I haven't had time to disarm this function and analyze the stop condition, but it seems that a simple and sufficient workaround is to add an additional guard in the form:
if($level>100000) return "";
This will interrupt further nesting if it goes too far :)

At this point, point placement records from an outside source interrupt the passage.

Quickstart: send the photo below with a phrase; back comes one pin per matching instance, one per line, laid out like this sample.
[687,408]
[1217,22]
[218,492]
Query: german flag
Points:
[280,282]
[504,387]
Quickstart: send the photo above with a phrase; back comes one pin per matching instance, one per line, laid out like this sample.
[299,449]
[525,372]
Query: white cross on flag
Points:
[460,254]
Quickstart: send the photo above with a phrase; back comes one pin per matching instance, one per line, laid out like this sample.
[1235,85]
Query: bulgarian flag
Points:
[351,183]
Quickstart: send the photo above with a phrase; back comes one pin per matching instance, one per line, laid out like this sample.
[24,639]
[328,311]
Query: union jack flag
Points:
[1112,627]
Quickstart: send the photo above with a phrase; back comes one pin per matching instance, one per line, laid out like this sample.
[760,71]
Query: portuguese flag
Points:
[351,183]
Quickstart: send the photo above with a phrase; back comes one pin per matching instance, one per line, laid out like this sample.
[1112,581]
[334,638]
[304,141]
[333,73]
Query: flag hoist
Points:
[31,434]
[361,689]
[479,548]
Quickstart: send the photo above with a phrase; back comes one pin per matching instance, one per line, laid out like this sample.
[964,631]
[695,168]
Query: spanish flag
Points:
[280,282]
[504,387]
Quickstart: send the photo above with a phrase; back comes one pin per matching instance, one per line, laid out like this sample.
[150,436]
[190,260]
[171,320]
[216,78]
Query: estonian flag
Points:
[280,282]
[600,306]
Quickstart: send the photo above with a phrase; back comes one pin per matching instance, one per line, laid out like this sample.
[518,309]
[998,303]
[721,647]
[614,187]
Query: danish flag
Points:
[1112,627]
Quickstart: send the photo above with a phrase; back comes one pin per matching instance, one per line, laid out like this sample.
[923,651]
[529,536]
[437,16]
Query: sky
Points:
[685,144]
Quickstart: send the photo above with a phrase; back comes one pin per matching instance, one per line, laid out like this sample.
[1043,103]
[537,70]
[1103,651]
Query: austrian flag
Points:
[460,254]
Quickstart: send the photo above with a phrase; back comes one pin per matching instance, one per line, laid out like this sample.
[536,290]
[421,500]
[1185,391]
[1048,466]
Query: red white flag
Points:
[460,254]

So, all the correct function code will therefore look as follows:
private function calc($expr, $level = 0)
{
if($level>100000) return "";
if (is_array($expr)) {
$expr = $expr[0];
}
preg_match('~(min|max)?\(([^\)]+)\)~mi', $expr, $exprArr);
if (!empty($exprArr[1]) && ($exprArr[1] === 'min' || $exprArr[1] === 'max')) {
return $exprArr[1](explode(',', $exprArr[2]));
}
preg_match_all('~([\d\.]+)([\*\/\-\+])?~', $expr, $exprArr);
if (!empty($exprArr[1]) && !empty($exprArr[2])) {
if (in_array('*', $exprArr[2], true)) {
$pos = array_search('*', $exprArr[2], true);
$res = @$exprArr[1][$pos] * @$exprArr[1][$pos + 1];
$expr = str_replace(@$exprArr[1][$pos] . '*' . @$exprArr[1][$pos + 1], $res, $expr);
$expr = $this->calc($expr, $level+1);
} elseif (in_array('/', $exprArr[2], true)) {
$pos = array_search('/', $exprArr[2], true);
$res = $exprArr[1][$pos] / $exprArr[1][$pos + 1];
$expr = str_replace($exprArr[1][$pos] . '/' . $exprArr[1][$pos + 1], $res, $expr);
$expr = $this->calc($expr, $level+1);
} elseif (in_array('-', $exprArr[2], true)) {
$pos = array_search('-', $exprArr[2], true);
$res = $exprArr[1][$pos] - $exprArr[1][$pos + 1];
$expr = str_replace($exprArr[1][$pos] . '-' . $exprArr[1][$pos + 1], $res, $expr);
$expr = $this->calc($expr,$level+1);
} elseif (in_array('+', $exprArr[2], true)) {
$pos = array_search('+', $exprArr[2], true);
$res = $exprArr[1][$pos] + $exprArr[1][$pos + 1];
$expr = str_replace($exprArr[1][$pos] . '+' . $exprArr[1][$pos + 1], $res, $expr);
$expr = $this->calc($expr,$level+1);
} else {
return $expr;
}
}
return $expr;
}
This is completely sufficient (at least for my needs).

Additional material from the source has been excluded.